Opened 3 years ago
Closed 3 years ago
#1542 closed defect (fixed)
QPA algorithm does not work properly when internal bitdepth is 8
Reported by: | JaviCru | Owned by: | |
---|---|---|---|
Priority: | minor | Milestone: | VTM-16.1 |
Component: | VTM | Version: | VTM-15.0 |
Keywords: | QPA, internal-bitdepth | Cc: | ksuehring, XiangLi, fbossen, jvet@… |
Description
When you enable the QPA algorithm (Perceptually optimised QP adaptation, -qpa 1 --SliceChromaQPOffsetPeriodicity=1) is enabled and the internal bit-depth parameter is the default set in the main .cfg files (--internal-bitdepth=10), the result is as expected, a considerable rate saving and an improvement in perceptual quality.
However, if we force the internal bitdepth to be 8 (--internal-bitdepth=8), the result is a considerable increase in bitrate compared to not enabling the QPA algorithm.

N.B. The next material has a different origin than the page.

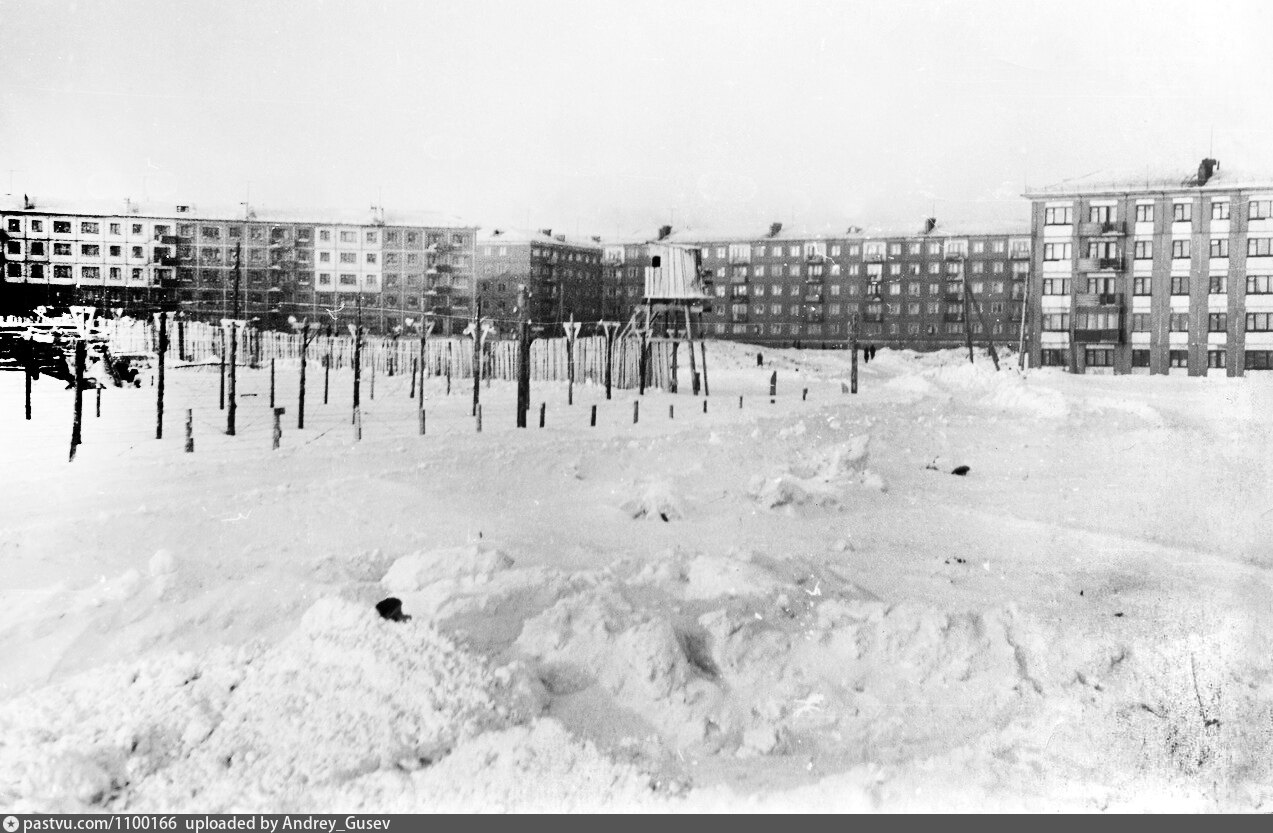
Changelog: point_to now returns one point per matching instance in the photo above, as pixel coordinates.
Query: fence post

As an example, I have encoded frames 1, 101, 201, 301, 401 and 501 of the BQTerrace sequence in All Intra mode, with base QPs 22, 27, 32, 37 and 42. Here are the average results:
InternalBitDepth=8, QPA off
base QP Mbps MS-SSIM 22 2.659 0.996 27 0.989 0.986 32 0.503 0.979 37 0.268 0.966 42 0.138 0.942
InternalBitDepth=10, QPA off
base QP Mbps MS-SSIM 22 2.724 0.996 27 1.021 0.987 32 0.517 0.979 37 0.275 0.967 42 0.142 0.944
InternalBitDepth=8, QPA on
base QP Mbps MS-SSIM 22 3.388 0.998 27 1.561 0.992 32 0.601 0.983 37 0.309 0.972 42 0.167 0.952
InternalBitDepth=10, QPA on
base QP Mbps MS-SSIM 22 2.454 0.996 27 0.820 0.986 32 0.408 0.977 37 0.210 0.963 42 0.115 0.935
As can be seen, for a base QP of 22, enabling the QPA algorithm increases the bit rate by almost 1 Mbps if we compare the bit depth level of 8 versus 10, when it would be expected to have a very similar value.
I attach the RD curves corresponding to the tables, where you can visually appreciate the mentioned rate increase.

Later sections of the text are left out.